Mais qu’un esprit divin, souffle immatériel
Qui jaillit de Dieu seul comme l’éclair du ciel,
Que le temps n’a point fait, que nul climat n’altère ;
Qui ne doit rien au feu, rien à l’onde, à la terre ;
Qui, plus il a compté de soleils et de jours,
Plus il se sent d’élan pour s’élancer toujours,
Plus il sent, au torrent de force qui l’enivre,
Qu’avoir vécu pour l’homme est sa raison de vivre ;
Qui colore le monde en le réfléchissant ;
Dont la pensée est l’être et qui crée en pensant ;
Qui, donnant à son œuvre un rayon de sa flamme.

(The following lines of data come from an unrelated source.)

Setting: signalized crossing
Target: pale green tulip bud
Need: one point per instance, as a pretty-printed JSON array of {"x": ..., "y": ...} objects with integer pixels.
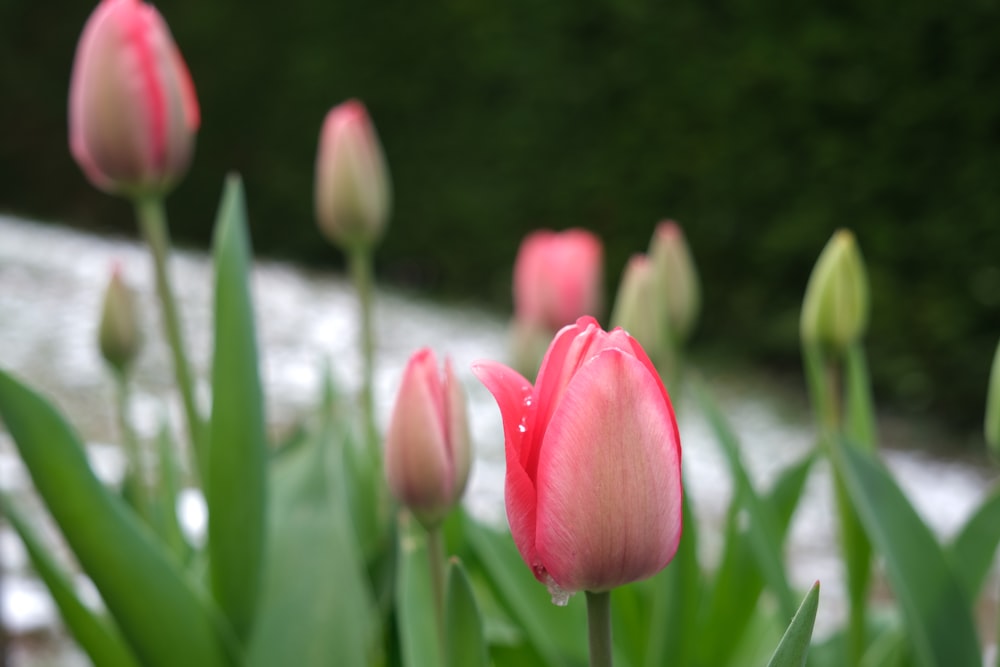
[
  {"x": 118, "y": 335},
  {"x": 836, "y": 304},
  {"x": 679, "y": 290},
  {"x": 993, "y": 407},
  {"x": 352, "y": 181}
]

Fait tout sortir de rien et vivre de son âme,
Enfante avec un mot, comme fit Jéhova,
Se voit dans ce qu’il fait, s’applaudit, et dit : « Va ! »
N’a ni soir ni matin, mais chaque jour s’éveille
Aussi jeune, aussi neuf, aussi dieu que la veille ;
Que cet esprit captif dans les liens du corps
Sente en lui tout à coup défaillir ses ressorts,
Et, comme le mourant qui s’éteint, mais qui pense,
Mesure à son cadran sa propre décadence ;
Qu’il sente l’univers se dérober sous lui,
Levier divin, qui sent manquer le point d’appui,
Aigle pris du vertige en son vol sur l’abîme,
Qui sent l’air s’affaisser sous son aile et s’abîme :
Ah ! voilà le néant que je ne comprends pas !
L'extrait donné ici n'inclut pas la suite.